We study how viruses belonging to viral family Bunyaviridae infect their host cells. Many Bunyaviruses are pathogens causing serious diseases. These include Rift Valley fever virus, Crimean-Congo hemorrhagic fever virus and many hantaviruses. Despite the medical importance of bunyaviruses, very little is known about their detailed three-dimensional structures and infection mechanisms. We use mainly electron cryo-microscopy, combined with computational 3D reconstruction methods, to solve the structures of mature virions, and intermediate structures existing during entry, membrane fusion and maturation.

In our first study, we used electron cryo-tomography to solve the first structure of a Bunyavirus using an apathogenic Uukuniemi virus (Phlebovirus, Bunyaviridae) as a model system using (Överby et al. 2008 PNAS). The tomographic reconstructions revealed two different conformations of the glycoprotein spikes, and these were shown to be pH dependent. Similar pH-dependency in the conformations of glycoprotein spikes is seen in many other virus systems, such as Dengue virus (flavivirus), and this may help to understand the infection mechanism of Bunyaviruses as well.
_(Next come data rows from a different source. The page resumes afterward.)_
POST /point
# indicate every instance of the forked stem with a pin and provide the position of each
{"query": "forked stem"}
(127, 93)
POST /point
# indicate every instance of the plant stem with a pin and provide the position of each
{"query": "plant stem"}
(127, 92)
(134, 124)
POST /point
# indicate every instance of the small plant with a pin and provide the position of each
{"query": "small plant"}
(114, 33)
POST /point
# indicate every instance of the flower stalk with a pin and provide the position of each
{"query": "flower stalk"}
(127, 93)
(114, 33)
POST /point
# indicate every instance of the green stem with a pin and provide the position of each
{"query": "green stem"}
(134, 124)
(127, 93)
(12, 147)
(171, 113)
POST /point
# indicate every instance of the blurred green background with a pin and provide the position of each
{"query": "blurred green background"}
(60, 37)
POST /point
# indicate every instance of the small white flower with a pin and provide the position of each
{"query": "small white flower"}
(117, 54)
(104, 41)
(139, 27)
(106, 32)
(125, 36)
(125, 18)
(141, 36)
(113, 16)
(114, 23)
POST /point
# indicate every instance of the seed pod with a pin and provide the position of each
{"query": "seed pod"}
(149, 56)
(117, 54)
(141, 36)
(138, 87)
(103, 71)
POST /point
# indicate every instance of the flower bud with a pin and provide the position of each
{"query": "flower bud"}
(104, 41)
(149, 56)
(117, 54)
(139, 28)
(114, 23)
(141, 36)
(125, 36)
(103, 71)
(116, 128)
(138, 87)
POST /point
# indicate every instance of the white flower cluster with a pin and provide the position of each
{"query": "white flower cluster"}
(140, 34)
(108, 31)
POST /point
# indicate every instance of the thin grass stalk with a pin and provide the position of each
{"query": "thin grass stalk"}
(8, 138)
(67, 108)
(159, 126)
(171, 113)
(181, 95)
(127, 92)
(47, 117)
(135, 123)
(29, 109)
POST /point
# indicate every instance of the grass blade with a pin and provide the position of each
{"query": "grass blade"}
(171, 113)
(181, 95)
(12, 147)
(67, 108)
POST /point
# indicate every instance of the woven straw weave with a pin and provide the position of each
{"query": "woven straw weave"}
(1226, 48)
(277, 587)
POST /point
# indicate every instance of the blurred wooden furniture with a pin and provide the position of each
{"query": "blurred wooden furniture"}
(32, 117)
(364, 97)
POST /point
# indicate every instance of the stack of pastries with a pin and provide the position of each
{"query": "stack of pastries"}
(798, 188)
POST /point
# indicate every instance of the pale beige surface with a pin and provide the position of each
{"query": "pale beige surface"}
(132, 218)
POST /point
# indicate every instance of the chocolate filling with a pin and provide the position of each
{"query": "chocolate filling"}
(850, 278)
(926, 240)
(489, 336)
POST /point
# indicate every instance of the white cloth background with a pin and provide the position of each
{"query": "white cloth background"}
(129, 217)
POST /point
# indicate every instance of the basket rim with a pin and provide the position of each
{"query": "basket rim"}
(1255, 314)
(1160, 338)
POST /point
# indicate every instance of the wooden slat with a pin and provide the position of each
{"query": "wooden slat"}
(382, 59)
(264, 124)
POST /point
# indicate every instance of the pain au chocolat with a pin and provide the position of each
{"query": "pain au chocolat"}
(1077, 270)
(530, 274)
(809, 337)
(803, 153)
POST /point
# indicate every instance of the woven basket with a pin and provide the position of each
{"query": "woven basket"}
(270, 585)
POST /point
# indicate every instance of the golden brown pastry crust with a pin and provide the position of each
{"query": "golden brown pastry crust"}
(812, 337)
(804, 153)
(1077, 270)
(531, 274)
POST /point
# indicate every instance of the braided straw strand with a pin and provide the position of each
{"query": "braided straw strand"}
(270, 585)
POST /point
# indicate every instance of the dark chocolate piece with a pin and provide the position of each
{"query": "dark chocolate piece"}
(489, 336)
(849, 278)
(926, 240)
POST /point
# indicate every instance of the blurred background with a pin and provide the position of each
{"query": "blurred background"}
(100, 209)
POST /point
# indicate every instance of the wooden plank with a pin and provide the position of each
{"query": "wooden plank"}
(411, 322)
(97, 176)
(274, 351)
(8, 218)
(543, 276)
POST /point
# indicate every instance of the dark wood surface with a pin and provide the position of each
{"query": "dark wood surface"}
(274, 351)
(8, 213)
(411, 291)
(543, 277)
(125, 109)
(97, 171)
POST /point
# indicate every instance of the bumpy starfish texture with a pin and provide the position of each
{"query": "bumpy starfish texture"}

In our second study, the analysis of Rift Valley fever virus (Phlebovirus, Bunyaviridae) particles showed that they were well preserved during purification. Electron cryo-microscopy showed that the particles were homogeneous in their size and shape. Thus we were able to apply single particle averaging approach, combining data together from multiple particles. This approach yielded a much high resolution (2.2 nm) that was possible for Uukuniemi virus and helped us to understand the organization of the glycoproteins, which are responsible for host cell binding and membrane fusion (Huiskonen et al. 2009 J Virol).

The infection of a host cell by a virus is a complicated process and its study requires a combination of different techniques and model systems. Our electron cryo-microscopy and tomography studies will be combined with other complementary imaging and biophysical techniques to yield a detailed description of Bunyavirus infection. For example, we are combining electron tomography of infected cells with light microscopy of GFP-labeled particles and high-resolution single particle electron cryo-microscopy with fitting of X-ray structures of viral glycoproteins into density maps of whole virus particles.

The work is carried out in the containment facility of Oxford Particle Imaging Centre, which provides facilities for virus production and high resolution electron cryo-microscopy and tomography.